We would probably be most proud of the fact that all the children in our care are happy, settled and feel that they have a real ‘home’. If we could only wish for one thing for them that would probably, be it.”
Sonja says, “We talked with several agencies when we were looking at coming into fostering and they all had slightly different approaches and structures. I think the most important thing for us was probably that we felt a resonance with the Nexus Fostering approach and felt that they were really prepared to see us as individuals and work things to our individual situation. Sonja and I wanted to approach fostering as equals and fit other aspects of our professional lives around it. A 50/50 approach if you like. We were committed to saying ‘that one of us would always be available to attend professional meetings or whatever else was needed, but that it might be one or other of us depending on the exact time of day or day of the week etc. A lot of other companies insisted one of us had to be the ‘main carer’ and take the lead on those kinds of activities which we felt would be much harder for us - without any improvement in outcome for the children we were caring for.

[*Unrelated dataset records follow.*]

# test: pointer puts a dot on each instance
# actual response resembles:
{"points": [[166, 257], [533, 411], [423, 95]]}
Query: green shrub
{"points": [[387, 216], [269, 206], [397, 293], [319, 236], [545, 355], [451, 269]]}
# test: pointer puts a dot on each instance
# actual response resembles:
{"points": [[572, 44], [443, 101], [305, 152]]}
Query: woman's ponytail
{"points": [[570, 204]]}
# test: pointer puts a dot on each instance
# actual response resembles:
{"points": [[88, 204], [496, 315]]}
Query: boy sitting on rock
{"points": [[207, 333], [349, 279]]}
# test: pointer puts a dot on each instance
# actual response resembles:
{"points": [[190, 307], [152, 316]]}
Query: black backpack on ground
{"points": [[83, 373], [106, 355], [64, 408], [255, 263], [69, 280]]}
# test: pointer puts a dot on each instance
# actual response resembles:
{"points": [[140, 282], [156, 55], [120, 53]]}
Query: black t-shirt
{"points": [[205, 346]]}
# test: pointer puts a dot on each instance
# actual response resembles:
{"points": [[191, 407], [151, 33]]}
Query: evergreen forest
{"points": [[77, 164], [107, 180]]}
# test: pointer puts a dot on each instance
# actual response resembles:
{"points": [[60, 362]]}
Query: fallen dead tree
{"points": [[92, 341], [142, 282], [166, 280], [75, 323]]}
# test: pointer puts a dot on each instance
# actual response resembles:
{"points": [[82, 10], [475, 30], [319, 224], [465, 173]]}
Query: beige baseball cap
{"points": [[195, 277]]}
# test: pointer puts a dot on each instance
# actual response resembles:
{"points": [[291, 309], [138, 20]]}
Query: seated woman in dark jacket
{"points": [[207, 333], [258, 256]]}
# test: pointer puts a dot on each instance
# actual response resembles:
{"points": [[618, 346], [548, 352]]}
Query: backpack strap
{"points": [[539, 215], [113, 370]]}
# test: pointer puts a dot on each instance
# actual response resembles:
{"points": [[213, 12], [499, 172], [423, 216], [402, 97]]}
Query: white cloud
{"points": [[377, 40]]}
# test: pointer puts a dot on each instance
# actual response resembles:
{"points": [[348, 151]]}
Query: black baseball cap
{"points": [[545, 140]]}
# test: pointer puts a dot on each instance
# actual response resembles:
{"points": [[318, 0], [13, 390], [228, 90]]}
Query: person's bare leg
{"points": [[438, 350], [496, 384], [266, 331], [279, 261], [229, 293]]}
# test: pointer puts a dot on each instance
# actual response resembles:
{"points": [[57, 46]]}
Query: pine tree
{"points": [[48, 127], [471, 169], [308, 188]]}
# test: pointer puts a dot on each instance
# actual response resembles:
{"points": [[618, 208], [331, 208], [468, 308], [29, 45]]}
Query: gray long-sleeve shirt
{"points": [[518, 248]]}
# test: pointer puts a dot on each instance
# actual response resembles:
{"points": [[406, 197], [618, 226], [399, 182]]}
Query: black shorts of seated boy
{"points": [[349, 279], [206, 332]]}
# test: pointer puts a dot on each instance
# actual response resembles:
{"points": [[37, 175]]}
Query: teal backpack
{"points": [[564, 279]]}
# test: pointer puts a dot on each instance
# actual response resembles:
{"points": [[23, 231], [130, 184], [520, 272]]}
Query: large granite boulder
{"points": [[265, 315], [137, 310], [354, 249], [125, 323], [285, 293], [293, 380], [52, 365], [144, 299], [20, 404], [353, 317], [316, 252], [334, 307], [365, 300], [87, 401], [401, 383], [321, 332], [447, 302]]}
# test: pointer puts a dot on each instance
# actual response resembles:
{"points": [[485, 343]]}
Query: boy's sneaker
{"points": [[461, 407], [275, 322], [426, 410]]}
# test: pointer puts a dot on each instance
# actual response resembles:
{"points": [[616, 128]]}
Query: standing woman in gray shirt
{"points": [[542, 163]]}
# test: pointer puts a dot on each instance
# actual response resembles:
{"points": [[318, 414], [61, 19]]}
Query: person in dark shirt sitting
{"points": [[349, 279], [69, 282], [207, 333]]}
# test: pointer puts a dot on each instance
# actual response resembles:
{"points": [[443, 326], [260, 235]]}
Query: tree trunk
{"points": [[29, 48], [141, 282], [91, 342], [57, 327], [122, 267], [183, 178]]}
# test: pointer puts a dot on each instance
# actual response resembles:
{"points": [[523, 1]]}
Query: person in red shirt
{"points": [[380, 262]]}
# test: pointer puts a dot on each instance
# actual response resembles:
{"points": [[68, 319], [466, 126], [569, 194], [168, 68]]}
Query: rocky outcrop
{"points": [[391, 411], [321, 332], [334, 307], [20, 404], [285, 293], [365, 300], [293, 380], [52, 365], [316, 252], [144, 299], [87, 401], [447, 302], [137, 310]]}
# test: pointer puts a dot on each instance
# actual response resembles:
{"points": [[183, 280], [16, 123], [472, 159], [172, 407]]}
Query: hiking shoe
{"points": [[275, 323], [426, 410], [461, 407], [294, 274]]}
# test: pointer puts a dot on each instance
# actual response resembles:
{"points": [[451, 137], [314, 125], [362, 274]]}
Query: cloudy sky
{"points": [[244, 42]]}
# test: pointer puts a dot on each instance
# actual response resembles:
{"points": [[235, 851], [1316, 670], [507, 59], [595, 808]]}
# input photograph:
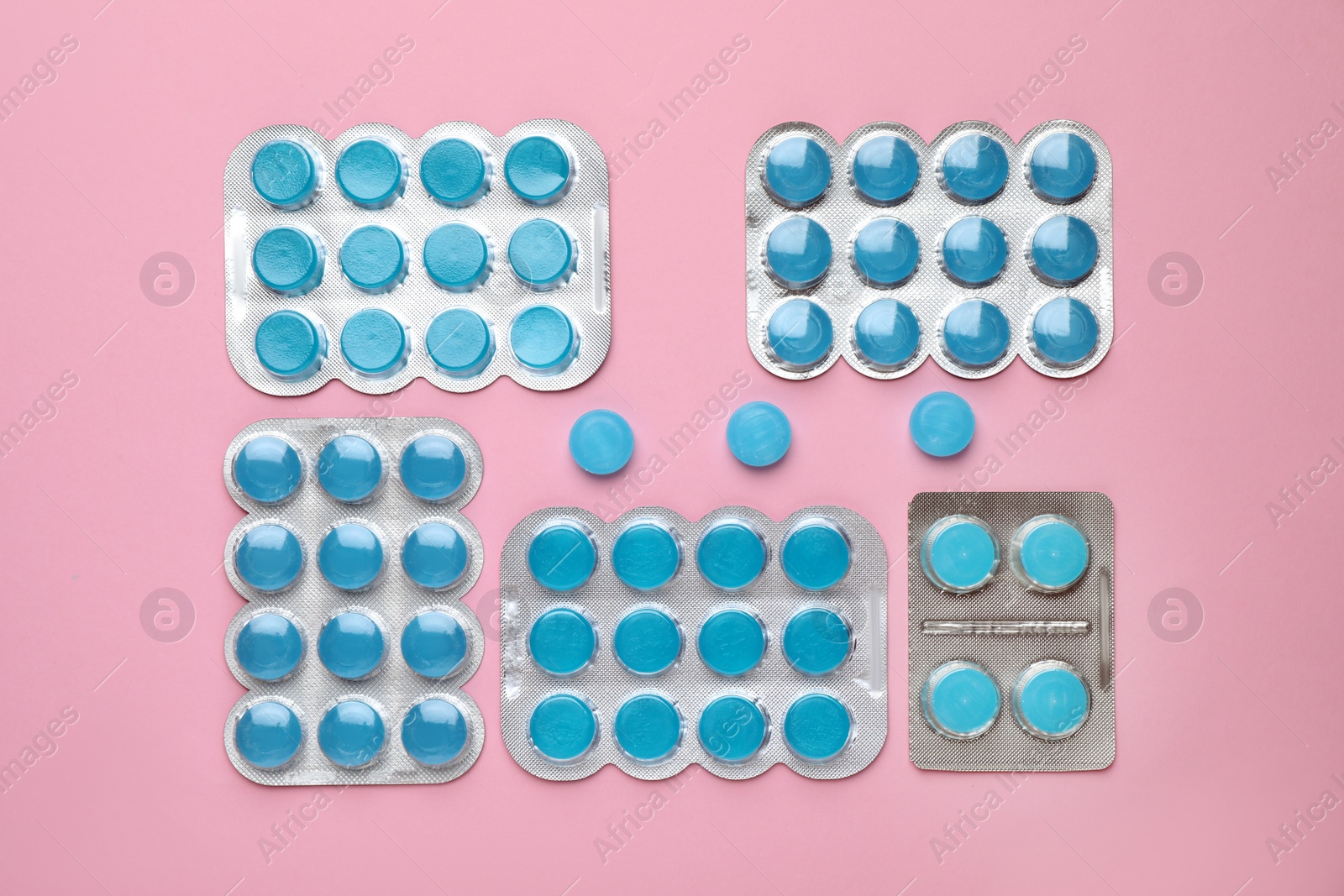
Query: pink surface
{"points": [[1194, 423]]}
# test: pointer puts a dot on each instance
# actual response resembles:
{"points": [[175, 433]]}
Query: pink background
{"points": [[1193, 425]]}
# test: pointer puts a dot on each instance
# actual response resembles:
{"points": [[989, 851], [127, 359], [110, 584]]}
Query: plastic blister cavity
{"points": [[886, 250], [354, 559], [376, 258], [652, 642]]}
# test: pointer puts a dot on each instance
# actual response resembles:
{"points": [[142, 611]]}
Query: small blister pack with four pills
{"points": [[1012, 631], [886, 250], [652, 642], [354, 559], [376, 258]]}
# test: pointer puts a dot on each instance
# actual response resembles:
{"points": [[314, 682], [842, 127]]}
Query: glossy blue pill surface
{"points": [[886, 253], [732, 641], [268, 734], [647, 641], [436, 555], [1065, 331], [797, 253], [976, 333], [269, 557], [351, 734], [759, 434], [268, 469], [942, 423], [885, 170], [351, 645], [434, 732], [434, 644], [562, 557], [732, 728], [269, 647], [564, 728], [648, 728], [349, 468], [351, 557], [797, 170], [817, 727], [433, 468]]}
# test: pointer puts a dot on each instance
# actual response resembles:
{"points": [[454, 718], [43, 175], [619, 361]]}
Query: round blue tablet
{"points": [[268, 469], [538, 170], [562, 557], [457, 257], [817, 727], [960, 700], [647, 641], [816, 641], [564, 728], [349, 468], [433, 468], [371, 174], [1063, 250], [759, 434], [269, 647], [601, 443], [797, 170], [942, 423], [797, 253], [374, 259], [645, 555], [460, 343], [732, 641], [562, 641], [351, 734], [268, 734], [434, 644], [958, 553], [291, 345], [1063, 167], [543, 338], [1063, 332], [374, 343], [434, 732], [732, 555], [454, 172], [436, 555], [732, 728], [351, 645], [1048, 553], [349, 557], [289, 259], [974, 251], [974, 168], [976, 333], [886, 253], [815, 555], [648, 728], [885, 170], [269, 557], [1050, 700], [286, 174]]}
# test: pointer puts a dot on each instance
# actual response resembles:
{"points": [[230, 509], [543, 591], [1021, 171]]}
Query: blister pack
{"points": [[652, 642], [1012, 641], [354, 559], [376, 258], [886, 250]]}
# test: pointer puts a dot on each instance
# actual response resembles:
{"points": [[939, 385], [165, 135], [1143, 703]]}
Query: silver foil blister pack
{"points": [[847, 317], [480, 285], [430, 642], [1046, 642], [822, 710]]}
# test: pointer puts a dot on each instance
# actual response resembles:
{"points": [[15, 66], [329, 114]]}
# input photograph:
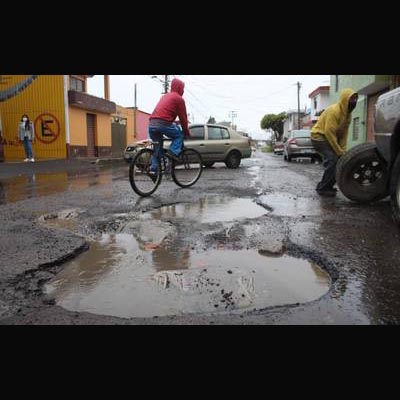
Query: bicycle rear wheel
{"points": [[188, 170], [142, 182]]}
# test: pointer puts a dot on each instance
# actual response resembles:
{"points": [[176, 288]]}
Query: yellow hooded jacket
{"points": [[333, 124]]}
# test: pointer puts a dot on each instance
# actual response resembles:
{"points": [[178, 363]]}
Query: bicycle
{"points": [[185, 172]]}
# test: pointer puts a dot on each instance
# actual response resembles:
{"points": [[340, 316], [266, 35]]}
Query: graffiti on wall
{"points": [[6, 94]]}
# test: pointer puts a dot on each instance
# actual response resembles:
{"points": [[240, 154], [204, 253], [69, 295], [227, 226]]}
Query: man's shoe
{"points": [[172, 156], [327, 192]]}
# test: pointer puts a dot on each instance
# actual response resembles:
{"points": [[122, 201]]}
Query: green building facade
{"points": [[369, 87]]}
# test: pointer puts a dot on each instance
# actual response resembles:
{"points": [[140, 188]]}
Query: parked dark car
{"points": [[371, 171], [298, 144]]}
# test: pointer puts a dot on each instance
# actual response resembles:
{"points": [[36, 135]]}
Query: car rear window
{"points": [[196, 133], [217, 133]]}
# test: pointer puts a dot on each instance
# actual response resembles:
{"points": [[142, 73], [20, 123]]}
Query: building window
{"points": [[356, 128], [76, 84]]}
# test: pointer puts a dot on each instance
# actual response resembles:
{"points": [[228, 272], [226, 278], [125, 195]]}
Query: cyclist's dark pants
{"points": [[172, 131]]}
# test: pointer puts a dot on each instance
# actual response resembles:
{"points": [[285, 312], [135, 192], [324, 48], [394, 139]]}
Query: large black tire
{"points": [[395, 190], [362, 174], [233, 160]]}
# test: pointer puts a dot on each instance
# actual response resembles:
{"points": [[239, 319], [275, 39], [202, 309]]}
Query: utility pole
{"points": [[233, 115], [134, 114], [298, 104], [166, 84]]}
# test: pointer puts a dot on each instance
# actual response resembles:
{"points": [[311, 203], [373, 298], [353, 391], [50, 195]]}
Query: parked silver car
{"points": [[298, 144], [215, 143]]}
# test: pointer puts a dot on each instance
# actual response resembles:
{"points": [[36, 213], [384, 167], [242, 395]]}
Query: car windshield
{"points": [[301, 133]]}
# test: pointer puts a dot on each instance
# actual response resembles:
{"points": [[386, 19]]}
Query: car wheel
{"points": [[395, 190], [362, 175], [233, 160]]}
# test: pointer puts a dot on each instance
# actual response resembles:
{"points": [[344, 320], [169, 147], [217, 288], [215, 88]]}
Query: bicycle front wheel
{"points": [[187, 171], [142, 181]]}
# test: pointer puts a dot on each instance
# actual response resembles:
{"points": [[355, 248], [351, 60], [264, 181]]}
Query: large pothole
{"points": [[122, 277]]}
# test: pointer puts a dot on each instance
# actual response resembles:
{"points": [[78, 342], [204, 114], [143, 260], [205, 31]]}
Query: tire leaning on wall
{"points": [[362, 174]]}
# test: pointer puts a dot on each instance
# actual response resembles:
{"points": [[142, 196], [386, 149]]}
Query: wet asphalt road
{"points": [[358, 245]]}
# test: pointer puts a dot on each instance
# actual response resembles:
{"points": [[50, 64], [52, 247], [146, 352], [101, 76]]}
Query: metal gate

This has proved to be the case in the time we’ve been fostering, and we have been able to make things work well for the children in our care, Nexus Fostering, and the other members of our household.
Having this kind of flexibility to respond to individual circumstances, coupled with the general therapeutic approach left us feeling confident that Nexus Fostering would be a good fit for us and the way we felt most comfortable working.
How would Sonja and Steve summarise fostering in three words? Valuable life purpose.